We drew it. If you also got it, please PM.


----------



## BaldofPate (Oct 17, 2018)

My 7 didn't touch pond 1 hunt 1. On to next year.  It's fairly sad this is the kind of wait you have to expect for that hunt, but we are in GA.  Good luck.


----------



## Hunter/Mason (Oct 20, 2018)

Burned 6 or 7 last year on pond 1 we never pulled the trigger. Saw a few a mile high and over the river. Other group on the pond killed 2 don’t even remember what they were.


----------



## BaldofPate (Oct 20, 2018)

I know Denton is mediocre at best, but I've always wanted to hunt it at least once.  Altamaha isn't what it was ten years ago and Denton is only 45 min from the house instead of 3 or 4 hours to the coast with a hotel bill.


----------



## Nitram4891 (Nov 14, 2018)

It is sad, that's the only way to describe it.


----------



## delacroix (Jan 4, 2019)

bump


----------



## mguthrie (Jan 6, 2019)

BaldofPate said:


> My 7 didn't touch pond 1 hunt 1. On to next year.  It's fairly sad this is the kind of wait you have to expect for that hunt, but we are in GA.  Good luck.


We hunted the second hunt. Game warden had a print out with him for all the hunts. It took 11-12 points for the first hunt. Our buddy wagered I think 8 for the second hunt. We didn't kill a duck. The other 2 groups killed 18 and 17. All divers. One of the groups hunted first hunt also and had them dialed in. Funny thing is we took the spot the group that shot 17 ducks wanted.   I think we got out decoyed. They both had a good spread. We only brought 8-9 and a motion seek. It was my first time there and a cool experience


----------



## BaldofPate (Jan 7, 2019)

Only 4 or 5 more years.


----------



## UKwildcats93 (Jan 7, 2019)

I'm hunting there this weekend.

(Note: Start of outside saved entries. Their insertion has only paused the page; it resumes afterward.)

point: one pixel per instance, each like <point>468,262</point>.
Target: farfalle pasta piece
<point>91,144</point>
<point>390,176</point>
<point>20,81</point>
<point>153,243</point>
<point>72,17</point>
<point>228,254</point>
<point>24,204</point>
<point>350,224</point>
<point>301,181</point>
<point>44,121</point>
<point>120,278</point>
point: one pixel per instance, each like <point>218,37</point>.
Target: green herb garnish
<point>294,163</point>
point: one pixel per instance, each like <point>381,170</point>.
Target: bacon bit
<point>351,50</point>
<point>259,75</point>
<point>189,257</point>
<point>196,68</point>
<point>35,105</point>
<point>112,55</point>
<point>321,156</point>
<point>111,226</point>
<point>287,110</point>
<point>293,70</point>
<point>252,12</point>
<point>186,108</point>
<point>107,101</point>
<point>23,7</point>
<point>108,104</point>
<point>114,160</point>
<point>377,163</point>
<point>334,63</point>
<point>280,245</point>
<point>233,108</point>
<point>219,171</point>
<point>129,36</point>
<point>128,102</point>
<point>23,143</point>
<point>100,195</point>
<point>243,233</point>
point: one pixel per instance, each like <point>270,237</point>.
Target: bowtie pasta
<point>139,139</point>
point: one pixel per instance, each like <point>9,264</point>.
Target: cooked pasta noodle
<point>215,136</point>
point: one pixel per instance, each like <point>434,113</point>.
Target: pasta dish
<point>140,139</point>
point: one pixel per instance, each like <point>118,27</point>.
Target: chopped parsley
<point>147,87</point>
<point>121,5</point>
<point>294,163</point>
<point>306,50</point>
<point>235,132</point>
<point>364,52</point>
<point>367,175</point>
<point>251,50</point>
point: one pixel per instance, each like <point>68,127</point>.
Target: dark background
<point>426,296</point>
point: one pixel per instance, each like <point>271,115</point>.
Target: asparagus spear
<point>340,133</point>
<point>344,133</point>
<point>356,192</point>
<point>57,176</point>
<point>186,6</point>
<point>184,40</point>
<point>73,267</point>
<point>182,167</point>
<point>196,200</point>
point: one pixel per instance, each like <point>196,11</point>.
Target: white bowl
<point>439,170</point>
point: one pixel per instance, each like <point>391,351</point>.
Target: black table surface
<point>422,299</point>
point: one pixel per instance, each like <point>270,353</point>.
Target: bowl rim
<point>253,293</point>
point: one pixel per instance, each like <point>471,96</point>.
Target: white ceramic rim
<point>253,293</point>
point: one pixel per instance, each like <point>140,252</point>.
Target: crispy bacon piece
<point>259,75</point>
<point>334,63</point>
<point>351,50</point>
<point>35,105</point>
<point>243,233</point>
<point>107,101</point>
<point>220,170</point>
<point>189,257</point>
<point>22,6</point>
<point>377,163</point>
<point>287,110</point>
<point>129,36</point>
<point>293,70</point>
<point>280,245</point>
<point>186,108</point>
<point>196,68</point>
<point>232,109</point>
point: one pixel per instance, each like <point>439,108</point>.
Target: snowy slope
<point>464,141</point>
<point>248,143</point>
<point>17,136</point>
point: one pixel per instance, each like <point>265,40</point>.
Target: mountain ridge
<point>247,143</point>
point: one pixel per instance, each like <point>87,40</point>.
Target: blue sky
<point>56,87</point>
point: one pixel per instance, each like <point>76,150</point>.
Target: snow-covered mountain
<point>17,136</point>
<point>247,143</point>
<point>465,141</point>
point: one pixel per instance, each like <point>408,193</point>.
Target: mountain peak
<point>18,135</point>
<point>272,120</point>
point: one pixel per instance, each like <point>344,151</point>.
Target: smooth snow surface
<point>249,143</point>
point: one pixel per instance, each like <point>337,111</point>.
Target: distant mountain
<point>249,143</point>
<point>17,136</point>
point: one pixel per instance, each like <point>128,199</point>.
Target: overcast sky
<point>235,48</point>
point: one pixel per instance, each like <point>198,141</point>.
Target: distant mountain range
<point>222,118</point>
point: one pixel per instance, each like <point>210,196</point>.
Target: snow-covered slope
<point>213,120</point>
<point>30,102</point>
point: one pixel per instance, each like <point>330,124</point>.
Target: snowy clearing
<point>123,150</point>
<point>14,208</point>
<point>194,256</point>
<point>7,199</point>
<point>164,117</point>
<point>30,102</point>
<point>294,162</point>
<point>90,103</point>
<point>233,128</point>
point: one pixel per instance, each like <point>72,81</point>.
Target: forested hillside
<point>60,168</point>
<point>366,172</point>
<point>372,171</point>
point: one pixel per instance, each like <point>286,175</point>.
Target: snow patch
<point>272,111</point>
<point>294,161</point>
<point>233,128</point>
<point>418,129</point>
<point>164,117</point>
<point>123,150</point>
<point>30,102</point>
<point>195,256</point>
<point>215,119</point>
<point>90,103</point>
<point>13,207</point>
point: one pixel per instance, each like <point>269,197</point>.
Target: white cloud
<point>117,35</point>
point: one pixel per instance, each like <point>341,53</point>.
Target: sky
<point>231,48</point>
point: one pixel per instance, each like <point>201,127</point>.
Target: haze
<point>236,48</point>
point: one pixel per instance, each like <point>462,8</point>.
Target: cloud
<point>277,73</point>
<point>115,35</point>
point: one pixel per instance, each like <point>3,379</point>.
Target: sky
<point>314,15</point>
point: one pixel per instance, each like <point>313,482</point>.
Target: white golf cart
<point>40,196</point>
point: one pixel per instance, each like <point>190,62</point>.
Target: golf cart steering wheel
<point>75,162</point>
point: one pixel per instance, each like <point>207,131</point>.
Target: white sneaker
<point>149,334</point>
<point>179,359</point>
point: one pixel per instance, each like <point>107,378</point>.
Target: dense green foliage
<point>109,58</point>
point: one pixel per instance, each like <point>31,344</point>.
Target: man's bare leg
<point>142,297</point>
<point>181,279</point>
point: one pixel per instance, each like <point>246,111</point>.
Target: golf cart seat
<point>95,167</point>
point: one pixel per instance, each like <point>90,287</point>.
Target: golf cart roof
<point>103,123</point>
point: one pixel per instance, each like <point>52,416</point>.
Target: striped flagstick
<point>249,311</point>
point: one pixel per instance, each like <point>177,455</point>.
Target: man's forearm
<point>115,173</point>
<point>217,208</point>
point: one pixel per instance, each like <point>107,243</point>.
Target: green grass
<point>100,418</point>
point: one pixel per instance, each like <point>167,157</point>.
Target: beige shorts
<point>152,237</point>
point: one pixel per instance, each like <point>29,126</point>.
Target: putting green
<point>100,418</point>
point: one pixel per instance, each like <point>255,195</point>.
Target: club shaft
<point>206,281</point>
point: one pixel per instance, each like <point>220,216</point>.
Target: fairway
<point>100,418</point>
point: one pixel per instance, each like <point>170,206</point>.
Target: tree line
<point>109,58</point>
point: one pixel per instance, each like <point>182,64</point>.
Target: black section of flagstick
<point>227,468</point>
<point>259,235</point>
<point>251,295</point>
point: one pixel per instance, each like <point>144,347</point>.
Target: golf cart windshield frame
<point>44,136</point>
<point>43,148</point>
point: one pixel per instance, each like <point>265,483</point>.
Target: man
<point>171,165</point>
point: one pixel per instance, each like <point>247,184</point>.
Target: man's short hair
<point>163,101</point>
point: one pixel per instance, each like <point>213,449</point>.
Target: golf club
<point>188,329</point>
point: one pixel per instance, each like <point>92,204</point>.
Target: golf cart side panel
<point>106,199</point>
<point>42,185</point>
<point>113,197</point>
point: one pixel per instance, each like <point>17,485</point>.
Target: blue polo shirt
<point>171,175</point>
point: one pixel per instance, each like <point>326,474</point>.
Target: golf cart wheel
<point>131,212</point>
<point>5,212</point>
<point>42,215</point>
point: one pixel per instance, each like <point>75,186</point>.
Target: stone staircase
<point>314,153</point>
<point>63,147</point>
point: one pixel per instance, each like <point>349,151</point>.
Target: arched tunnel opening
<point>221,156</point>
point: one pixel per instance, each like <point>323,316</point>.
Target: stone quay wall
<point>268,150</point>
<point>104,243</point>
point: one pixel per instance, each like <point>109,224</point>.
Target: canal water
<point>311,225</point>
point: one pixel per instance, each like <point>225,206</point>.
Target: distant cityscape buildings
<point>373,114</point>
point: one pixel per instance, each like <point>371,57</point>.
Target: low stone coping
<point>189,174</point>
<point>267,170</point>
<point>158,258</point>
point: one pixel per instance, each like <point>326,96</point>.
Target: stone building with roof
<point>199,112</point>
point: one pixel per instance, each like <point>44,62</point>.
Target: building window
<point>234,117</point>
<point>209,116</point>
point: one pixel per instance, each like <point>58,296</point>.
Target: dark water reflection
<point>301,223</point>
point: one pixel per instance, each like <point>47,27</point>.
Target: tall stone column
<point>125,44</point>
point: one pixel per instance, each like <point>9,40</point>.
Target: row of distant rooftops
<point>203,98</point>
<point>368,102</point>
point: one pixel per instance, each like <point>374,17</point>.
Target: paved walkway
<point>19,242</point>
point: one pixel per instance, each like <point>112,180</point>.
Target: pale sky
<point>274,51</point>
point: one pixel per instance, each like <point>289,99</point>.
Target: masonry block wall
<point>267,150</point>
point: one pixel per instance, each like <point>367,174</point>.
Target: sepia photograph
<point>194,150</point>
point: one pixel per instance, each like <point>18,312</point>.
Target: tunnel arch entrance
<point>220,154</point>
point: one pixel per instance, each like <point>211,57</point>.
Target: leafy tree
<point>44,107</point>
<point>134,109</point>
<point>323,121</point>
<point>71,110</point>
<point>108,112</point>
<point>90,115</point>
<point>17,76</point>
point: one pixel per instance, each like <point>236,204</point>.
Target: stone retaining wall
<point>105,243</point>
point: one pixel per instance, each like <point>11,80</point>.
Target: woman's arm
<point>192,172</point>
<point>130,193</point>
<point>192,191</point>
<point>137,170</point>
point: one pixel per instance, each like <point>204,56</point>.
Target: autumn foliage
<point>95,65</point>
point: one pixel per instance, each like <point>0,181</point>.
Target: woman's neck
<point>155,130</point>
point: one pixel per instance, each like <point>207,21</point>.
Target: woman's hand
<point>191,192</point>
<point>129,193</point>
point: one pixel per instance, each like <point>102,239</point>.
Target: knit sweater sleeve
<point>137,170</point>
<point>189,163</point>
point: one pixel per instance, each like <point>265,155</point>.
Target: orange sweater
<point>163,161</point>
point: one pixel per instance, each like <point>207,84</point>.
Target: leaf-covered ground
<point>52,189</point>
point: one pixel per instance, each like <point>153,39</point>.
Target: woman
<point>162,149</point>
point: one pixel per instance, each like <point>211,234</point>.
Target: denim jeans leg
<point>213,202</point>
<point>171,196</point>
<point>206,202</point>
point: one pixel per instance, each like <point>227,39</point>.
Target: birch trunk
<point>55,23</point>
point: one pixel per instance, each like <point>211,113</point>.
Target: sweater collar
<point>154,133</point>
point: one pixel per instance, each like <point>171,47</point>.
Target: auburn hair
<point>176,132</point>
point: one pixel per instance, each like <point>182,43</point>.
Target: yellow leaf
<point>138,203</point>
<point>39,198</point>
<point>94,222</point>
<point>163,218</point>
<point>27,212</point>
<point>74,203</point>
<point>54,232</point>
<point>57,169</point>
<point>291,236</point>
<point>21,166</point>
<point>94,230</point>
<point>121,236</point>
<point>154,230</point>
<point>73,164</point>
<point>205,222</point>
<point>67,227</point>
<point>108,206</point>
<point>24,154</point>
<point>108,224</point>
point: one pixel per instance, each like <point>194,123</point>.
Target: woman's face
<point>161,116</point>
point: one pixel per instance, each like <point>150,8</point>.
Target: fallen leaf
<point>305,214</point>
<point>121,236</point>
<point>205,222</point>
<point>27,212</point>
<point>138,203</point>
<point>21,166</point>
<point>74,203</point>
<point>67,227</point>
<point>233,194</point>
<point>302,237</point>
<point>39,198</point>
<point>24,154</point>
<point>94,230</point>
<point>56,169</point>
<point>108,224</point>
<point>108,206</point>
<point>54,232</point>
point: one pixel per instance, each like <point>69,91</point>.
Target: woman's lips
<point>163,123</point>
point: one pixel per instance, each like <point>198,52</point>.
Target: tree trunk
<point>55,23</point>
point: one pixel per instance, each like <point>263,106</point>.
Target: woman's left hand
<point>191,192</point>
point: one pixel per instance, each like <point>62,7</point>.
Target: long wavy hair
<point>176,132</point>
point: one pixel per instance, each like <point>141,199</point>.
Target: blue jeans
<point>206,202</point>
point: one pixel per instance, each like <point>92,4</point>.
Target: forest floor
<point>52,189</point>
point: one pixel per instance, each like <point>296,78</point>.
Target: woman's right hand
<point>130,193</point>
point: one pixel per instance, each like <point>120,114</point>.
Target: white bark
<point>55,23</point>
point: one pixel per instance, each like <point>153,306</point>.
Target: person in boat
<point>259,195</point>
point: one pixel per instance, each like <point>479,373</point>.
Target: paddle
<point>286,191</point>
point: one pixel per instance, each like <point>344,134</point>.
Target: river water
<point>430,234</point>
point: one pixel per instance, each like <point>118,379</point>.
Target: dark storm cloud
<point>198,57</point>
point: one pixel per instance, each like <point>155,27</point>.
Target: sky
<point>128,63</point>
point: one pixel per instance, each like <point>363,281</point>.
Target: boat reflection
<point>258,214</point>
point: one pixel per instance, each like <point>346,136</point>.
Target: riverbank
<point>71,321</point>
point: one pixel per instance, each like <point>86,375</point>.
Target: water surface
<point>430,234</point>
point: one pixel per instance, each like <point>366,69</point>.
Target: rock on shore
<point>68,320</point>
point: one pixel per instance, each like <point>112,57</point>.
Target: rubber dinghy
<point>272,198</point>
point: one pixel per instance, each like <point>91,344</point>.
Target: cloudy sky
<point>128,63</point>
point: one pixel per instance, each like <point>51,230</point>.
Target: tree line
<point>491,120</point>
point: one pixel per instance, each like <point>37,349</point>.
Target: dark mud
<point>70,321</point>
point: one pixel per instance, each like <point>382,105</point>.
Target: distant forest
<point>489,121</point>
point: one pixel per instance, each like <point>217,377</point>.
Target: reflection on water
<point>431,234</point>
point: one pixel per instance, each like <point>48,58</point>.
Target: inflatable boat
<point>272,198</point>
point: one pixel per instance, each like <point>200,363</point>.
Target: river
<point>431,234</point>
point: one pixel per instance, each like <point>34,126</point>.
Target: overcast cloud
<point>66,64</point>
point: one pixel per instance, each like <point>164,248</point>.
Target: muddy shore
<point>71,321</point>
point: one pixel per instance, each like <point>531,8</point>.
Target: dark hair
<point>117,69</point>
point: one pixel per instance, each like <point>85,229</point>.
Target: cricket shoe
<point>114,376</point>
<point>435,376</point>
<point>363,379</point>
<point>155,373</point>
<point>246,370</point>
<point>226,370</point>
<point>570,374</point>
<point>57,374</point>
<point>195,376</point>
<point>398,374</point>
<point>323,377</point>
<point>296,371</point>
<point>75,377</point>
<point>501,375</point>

Hoping it will get a little colder between now and then.


----------



## QuackAddict (Jan 8, 2019)

BaldofPate said:


> My 7 didn't touch pond 1 hunt 1. On to next year.  It's fairly sad this is the kind of wait you have to expect for that hunt, but we are in GA.  Good luck.



My 10 sure didn’t touch it.


----------



## Sweet talker (Jan 14, 2019)

How did your hunt go ?


----------